Youth critical to SI's security

 

To mark International Youth Day on 12th August 2016, RAMSI Special Coordinator, Quinton Devlin released the following message:

“Solomon Islands is a relatively young country in several respects. It has just celebrated 38 years of independence and an astounding 60 per cent of the population are under the age of 25.

Today,(12 August) as we mark International Youth Day, I am reminded that all of these young Solomon Islanders were born or have lived most of their lives while the Regional Assistance Mission to Solomon Islands (RAMSI) has been supporting the nation’s security and stability. Significantly, many teenagers will not be able to recall a Solomon Islands without RAMSI or share first-hand accounts of the conflict that brought this country to its knees.

While it is a blessing that these youths did not endure the wounds and hardships of previous generations, I believe it is incumbent upon all Solomon Islanders to work with, and support, young people to ensure the mistakes of the past are not repeated and the lessons learnt are not forgotten by future generations. Let’s not overlook that youth formed the backbone of many militia groups during the Tensions period.

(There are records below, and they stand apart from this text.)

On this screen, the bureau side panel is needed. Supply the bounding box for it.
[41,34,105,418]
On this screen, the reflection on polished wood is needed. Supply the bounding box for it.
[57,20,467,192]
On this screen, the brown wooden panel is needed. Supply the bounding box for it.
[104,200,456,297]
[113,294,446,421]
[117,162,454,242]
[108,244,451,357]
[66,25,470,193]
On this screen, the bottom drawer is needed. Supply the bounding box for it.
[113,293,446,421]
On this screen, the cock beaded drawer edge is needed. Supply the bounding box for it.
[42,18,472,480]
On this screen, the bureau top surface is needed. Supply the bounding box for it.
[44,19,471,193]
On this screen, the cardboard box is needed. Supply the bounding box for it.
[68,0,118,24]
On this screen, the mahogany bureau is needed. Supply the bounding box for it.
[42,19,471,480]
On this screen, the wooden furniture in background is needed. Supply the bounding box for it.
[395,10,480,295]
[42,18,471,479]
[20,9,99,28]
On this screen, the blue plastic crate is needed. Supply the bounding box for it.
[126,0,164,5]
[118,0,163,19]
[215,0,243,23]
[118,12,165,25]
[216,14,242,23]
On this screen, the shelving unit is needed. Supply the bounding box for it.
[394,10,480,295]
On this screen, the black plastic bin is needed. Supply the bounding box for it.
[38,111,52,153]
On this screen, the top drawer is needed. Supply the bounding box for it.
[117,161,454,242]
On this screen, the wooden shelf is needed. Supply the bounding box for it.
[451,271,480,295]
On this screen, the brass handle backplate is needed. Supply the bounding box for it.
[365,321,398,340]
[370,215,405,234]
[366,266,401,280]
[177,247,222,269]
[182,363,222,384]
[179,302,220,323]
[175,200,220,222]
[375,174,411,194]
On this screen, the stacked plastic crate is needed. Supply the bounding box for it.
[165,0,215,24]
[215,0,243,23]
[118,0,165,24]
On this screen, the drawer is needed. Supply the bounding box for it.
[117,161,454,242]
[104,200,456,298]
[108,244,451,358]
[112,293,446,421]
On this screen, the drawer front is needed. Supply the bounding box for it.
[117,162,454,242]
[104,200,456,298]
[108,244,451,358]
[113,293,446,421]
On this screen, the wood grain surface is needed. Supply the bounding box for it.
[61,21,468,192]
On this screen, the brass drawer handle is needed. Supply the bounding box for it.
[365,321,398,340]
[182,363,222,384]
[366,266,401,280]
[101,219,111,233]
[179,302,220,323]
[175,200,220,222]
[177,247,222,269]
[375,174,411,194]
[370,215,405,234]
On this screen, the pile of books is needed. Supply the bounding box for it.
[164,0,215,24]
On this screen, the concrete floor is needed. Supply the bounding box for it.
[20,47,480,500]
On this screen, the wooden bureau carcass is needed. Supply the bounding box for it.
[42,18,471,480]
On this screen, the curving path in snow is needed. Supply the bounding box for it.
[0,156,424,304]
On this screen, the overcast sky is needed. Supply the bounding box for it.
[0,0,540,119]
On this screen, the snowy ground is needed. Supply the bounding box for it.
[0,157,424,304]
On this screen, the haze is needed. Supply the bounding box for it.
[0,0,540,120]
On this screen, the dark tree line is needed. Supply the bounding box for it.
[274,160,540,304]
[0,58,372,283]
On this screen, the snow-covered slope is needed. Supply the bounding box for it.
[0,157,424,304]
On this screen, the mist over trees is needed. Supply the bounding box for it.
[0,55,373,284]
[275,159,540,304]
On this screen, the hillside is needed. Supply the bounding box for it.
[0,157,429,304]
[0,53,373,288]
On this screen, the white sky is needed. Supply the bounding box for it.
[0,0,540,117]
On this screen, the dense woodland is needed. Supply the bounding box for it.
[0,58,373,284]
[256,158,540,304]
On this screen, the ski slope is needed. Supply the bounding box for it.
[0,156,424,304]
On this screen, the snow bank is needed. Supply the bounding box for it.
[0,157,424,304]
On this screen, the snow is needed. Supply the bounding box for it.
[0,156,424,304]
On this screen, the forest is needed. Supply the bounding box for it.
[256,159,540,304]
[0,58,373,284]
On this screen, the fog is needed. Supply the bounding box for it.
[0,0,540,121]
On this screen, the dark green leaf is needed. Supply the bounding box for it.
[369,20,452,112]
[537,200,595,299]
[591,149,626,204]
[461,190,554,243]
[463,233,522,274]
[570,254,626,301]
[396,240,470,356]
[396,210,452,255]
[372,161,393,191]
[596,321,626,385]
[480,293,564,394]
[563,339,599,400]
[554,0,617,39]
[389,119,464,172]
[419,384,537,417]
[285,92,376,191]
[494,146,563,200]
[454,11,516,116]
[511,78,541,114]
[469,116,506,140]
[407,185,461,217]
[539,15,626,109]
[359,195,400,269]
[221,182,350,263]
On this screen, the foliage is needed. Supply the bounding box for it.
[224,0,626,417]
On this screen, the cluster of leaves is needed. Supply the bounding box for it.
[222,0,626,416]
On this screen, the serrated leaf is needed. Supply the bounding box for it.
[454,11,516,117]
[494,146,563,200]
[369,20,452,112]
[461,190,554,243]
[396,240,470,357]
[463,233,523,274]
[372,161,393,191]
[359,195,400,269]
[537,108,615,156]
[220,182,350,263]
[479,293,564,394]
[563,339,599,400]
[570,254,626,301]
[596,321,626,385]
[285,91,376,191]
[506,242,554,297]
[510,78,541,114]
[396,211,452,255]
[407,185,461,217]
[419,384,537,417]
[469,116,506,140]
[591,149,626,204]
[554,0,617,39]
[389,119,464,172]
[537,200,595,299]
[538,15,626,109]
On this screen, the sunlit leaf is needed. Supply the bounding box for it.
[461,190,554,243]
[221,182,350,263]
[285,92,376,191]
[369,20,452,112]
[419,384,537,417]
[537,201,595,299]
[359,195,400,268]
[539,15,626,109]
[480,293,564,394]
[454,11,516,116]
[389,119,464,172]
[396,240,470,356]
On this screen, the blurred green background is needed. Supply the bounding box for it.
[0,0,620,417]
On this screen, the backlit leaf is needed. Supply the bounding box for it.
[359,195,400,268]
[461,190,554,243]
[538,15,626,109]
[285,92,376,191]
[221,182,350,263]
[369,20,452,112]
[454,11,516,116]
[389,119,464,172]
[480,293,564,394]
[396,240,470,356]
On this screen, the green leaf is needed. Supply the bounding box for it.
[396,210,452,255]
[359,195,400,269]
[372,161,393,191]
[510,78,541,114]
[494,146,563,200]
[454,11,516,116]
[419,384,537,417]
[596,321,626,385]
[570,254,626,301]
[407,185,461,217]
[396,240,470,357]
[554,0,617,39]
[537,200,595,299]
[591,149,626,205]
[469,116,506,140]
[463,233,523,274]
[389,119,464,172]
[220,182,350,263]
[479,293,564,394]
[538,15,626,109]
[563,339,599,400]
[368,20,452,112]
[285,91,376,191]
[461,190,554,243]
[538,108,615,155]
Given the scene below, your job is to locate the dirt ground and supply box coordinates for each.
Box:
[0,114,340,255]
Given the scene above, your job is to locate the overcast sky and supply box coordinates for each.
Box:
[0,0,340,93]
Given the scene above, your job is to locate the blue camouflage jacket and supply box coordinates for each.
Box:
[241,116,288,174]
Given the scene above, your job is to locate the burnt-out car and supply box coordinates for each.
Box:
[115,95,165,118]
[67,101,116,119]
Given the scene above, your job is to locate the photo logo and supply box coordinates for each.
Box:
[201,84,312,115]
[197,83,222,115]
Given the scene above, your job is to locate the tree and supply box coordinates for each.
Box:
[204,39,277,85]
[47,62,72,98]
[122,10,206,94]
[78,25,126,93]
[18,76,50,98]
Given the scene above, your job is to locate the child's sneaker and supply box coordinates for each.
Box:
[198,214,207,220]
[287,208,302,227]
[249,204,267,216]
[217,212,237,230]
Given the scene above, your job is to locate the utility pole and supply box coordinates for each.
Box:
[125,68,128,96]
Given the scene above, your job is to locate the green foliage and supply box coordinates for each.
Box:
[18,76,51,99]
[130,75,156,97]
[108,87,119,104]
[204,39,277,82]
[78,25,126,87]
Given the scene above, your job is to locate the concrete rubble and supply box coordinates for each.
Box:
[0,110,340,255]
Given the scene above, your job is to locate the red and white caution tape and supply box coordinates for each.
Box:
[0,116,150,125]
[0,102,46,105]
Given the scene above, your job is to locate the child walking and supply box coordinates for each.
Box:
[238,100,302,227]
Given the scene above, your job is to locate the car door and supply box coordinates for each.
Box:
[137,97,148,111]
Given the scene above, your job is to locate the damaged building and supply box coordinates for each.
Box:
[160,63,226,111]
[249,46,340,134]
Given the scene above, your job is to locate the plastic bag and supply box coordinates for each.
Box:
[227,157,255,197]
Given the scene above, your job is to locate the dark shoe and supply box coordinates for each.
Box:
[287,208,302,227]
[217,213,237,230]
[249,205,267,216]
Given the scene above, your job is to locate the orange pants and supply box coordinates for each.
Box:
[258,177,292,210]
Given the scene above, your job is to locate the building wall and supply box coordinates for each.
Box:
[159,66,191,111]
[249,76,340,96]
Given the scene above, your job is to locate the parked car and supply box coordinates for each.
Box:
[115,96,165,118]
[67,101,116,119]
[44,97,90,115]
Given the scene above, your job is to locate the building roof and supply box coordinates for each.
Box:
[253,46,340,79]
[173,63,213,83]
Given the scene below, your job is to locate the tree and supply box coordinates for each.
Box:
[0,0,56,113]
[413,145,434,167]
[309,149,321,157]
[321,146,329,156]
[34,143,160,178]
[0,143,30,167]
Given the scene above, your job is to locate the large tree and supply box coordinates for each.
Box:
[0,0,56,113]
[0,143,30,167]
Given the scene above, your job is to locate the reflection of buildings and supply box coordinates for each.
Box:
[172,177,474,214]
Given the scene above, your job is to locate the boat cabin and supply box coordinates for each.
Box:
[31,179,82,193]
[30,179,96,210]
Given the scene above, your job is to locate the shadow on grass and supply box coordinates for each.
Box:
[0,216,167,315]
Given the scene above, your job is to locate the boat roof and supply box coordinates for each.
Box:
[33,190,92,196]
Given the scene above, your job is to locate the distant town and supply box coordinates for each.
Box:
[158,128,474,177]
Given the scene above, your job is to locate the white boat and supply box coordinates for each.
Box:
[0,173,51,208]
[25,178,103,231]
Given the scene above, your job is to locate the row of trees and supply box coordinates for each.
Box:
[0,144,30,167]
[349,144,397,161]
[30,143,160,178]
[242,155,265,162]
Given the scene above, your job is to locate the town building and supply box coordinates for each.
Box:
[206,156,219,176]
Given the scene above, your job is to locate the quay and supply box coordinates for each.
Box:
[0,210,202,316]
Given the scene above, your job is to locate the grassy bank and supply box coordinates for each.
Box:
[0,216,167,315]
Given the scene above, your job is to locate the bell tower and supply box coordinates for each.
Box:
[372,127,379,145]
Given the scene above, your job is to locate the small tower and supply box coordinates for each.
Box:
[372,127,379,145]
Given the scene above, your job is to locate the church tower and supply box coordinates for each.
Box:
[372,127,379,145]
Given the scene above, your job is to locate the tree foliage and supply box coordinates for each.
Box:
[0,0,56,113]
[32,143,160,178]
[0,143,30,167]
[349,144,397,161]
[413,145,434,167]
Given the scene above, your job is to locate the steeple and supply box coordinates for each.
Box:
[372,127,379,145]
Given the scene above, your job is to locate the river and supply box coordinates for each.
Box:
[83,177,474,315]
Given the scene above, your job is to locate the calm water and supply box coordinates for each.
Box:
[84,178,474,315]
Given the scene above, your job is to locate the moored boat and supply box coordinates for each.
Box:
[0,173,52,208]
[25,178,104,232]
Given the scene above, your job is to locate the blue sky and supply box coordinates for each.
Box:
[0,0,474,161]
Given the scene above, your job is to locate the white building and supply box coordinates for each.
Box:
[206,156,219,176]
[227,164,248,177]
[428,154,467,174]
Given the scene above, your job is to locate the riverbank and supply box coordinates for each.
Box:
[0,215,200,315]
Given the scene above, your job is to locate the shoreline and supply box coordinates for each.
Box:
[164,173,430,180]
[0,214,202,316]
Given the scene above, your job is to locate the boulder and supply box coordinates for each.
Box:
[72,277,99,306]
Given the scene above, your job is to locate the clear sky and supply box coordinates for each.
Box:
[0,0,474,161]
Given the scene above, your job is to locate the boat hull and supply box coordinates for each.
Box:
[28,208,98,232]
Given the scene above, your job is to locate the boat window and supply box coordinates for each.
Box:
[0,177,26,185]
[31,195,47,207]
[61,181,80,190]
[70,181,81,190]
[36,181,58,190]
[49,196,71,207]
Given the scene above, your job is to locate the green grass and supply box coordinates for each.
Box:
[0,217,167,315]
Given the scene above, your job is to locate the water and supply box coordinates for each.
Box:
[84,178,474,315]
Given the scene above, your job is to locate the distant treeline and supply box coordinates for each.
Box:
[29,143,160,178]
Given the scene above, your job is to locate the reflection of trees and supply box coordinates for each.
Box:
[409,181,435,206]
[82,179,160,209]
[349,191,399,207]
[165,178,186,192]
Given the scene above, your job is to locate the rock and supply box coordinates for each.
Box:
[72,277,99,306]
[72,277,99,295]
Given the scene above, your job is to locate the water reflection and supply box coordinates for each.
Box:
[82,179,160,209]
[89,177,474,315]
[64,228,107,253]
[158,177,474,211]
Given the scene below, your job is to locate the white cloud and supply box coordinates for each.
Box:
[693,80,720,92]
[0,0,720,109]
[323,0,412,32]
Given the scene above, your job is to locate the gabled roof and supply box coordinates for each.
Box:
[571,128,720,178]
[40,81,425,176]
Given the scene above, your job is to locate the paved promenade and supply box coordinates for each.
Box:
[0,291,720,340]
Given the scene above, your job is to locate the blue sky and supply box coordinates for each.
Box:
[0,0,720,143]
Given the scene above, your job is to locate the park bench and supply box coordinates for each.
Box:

Of course, RAMSI helped break the cycle of violence and has laid the foundation for long-term stability and development in this country. This is why the 15-nation RAMSI mission will leave in June next year and the national government will resume full responsibility for nation’s security. The peace that Solomon Islanders and RAMSI have strived so hard to achieve, however, must continue to be backed by communities that value peace and work in partnership with the authorities to build a brighter future.

The Royal Solomon Islands Police Force (RSIPF) is fulfilling its role. As part of its Crime Prevention Strategy, the RSIPF recognises that tackling issues that affect youth is important to maintaining law and order. The police are therefore working closely with youth, through engagement and dialogue, to ensure that they are part of the solution, not part of the problem.

The youth of today are the leaders of tomorrow. This is why Solomon Islanders should continue to invest in young people to ensure that they receive a good education, can get a job, and live healthily and free of violence. The capacity of governments and community leaders to support marginalised youth and develop productive women and men that contribute positively to society will be, in my view, critical to this nation’s future success.

I also believe that Solomon Islands cannot wait until today’s youth become tomorrow’s leaders before involving them in nation-building efforts and decisions about the future direction of the country. The inclusion of their voices and views in national debates and policy making is important now.

So, after 13 years of peace in Solomon Islands, it is time for RAMSI to leave and my hope is that the youth of this nation, with the support of older generations, seize the opportunity to define their own future and become the government, business and community leaders that this nation deserves.”